Although the legends surrounding his life are less attractive than those
surrounding the Buddha’s, being even more formalized and unreliable, he
was undoubtedly a historical person. Under the name of Nigantha Nataputta,
he is often mentioned in the Buddhist scriptures as one of the Buddha’s
chief opponents.
The second son of Siddhartha, a Kshatriya
chieftain, Mahavira was born around 540 BC at Kundagrama, near modern
Patna in Bihar, and died in 468 BC according to scholarly opinion; but the
tradition says 599-527 BC.
On both sides of the family he belonged to
the ruling warrior classes which were a powerful force at the time.
Educated as a prince, according to one tradition Mahavira remained a
bachelor for life; according to another he married a princess who bore him
a daughter. Either way, at the age of twenty-eight, on the death of his
parents, he renounced his family life to become a beggar and ascetic,
seeking liberation from the cycle of birth, death and rebirth.

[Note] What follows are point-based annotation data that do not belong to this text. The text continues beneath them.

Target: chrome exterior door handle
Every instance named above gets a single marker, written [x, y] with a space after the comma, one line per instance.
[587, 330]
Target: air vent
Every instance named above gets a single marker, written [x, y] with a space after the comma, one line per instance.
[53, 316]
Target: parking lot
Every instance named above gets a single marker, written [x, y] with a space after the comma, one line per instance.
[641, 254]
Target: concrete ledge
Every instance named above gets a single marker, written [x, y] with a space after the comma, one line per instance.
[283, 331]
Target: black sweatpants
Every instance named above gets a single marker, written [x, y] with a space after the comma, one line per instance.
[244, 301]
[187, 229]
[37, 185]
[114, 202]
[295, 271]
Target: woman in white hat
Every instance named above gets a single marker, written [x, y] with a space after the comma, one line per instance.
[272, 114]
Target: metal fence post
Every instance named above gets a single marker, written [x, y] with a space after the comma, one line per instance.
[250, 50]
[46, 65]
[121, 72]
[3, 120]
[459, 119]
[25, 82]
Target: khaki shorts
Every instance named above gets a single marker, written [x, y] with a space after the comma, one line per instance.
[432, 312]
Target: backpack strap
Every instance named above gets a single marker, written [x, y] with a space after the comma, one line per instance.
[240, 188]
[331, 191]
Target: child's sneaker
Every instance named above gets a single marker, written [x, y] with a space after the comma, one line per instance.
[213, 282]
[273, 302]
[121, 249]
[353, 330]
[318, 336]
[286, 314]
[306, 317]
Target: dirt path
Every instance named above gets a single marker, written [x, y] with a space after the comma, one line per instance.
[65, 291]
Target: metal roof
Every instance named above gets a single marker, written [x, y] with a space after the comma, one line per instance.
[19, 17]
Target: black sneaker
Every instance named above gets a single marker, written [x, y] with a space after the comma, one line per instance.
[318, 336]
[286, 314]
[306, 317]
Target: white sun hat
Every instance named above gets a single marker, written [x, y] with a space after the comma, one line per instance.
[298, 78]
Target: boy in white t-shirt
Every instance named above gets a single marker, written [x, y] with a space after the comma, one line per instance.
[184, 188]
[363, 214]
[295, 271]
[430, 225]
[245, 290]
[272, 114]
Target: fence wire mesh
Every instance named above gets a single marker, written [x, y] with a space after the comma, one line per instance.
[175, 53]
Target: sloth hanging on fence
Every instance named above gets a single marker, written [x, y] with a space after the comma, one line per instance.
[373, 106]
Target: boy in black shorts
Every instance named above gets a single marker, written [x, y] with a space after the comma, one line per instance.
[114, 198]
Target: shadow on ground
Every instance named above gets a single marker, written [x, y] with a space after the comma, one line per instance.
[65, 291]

At first he followed the ascetic practices
of a group founded some 250 years earlier by a certain Parsva. Parsva is
known as the twenty-third and Mahavira as the twenty-fourth of the
Tirthankaras, the `Ford-makers’, ‘Path-makers’ or great teachers of
Jainism, who guide their followers across the river of transmigration, For
over twelve years Mahavira wandered from place to place, living a life of
the greatest austerity and engaging in disputation. At first he wore only
a single piece of cloth, but after thirteen months he discarded even that
encumbrance and for the rest of his Life went about naked.